I was reduced to taking pictures of <shudder> flowers, out of a lack of worthy subjects.

All right, time for me to go home.

Return to the homeland

After completing our top-secret mission yesterday, we’ve allocated our day today to exploring the ancestral homeland. My mother was born in Gary, Minnesota in 1939, although she quickly escaped to the fjords of Washington state. My grandparents, Paul (1917-1989) and Nora (1915-1998) spent their youth in Fertile and Gary. My great-grandfather, Peter(1880-1970), and great-grandmother, Christina (1885-1974) lived here until the whole family made a great exodus West after WWII.

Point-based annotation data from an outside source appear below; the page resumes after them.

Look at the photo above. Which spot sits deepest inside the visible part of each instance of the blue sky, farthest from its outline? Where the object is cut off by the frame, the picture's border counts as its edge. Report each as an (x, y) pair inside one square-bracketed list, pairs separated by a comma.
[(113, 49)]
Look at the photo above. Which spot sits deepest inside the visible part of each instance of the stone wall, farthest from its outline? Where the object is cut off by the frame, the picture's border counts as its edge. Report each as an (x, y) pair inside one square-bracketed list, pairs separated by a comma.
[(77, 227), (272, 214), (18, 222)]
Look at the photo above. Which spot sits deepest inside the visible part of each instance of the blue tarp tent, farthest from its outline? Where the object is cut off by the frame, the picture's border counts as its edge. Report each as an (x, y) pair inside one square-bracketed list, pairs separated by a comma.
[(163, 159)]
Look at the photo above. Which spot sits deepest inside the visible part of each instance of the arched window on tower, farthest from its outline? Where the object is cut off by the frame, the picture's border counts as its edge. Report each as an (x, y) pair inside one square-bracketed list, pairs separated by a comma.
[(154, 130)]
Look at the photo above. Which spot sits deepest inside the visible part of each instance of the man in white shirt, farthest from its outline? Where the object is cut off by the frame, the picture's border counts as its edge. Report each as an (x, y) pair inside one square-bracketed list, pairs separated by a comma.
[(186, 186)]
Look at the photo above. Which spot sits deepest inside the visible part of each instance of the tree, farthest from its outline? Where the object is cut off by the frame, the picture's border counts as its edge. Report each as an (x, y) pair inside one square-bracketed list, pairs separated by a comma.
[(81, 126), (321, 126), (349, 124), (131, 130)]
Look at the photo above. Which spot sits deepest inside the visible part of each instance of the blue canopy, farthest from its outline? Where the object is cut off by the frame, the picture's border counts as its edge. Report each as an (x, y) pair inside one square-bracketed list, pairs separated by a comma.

But it goes back further still! My great-great-grandparents, Jens (1850-1939) and Marit (1849-1933) all lived here, too! And before them, Marit’s father, Ole Solem (1821-1902) and Jens’ father, Dyre…but there the records start getting murky. All I know is that Dyre was born in Storen, Norway at some unknown date, and died in 1874.

Our plan is to visit a cemetery or two, and drop by the towns of Fertile and Gary, and there’s the Prairie Smoke Dunes Scientific and Natural Area to check out (of course we’re looking for spiders as we go). Those plans were complicated by the discovery that the Polk County Fair is going on in Fertile today…so we might have to stop in there for a bit, too.

Man, this place is flat. We’re on the old lake bed of Lake Agassiz, and I guess I’m not surprised that a bunch of old Norwegians fled this place for one with evergreen forests, mountains, and an ocean. They were probably put here to crush their intrinsic desire to build fleets of longboats and go raiding.

shhhh…secret mission

It was a plain white insulated box, tightly sealed, no hint of its contents. We drove north a hundred miles to our clandestine destination, there to make the exchange.

We met the North Dakotan operatives at a nondescript Dairy Queen in downtown Crookston. I quietly slid the box across the table. I accepted a bowl of ice cream. Mission accomplished.

We told no one the contents of the box. It was whisked away to undergo detailed analysis by scientists at the University of North Dakota. I won’t reveal what it is, even under torture. There’s no way you can make me tell. Try your worst!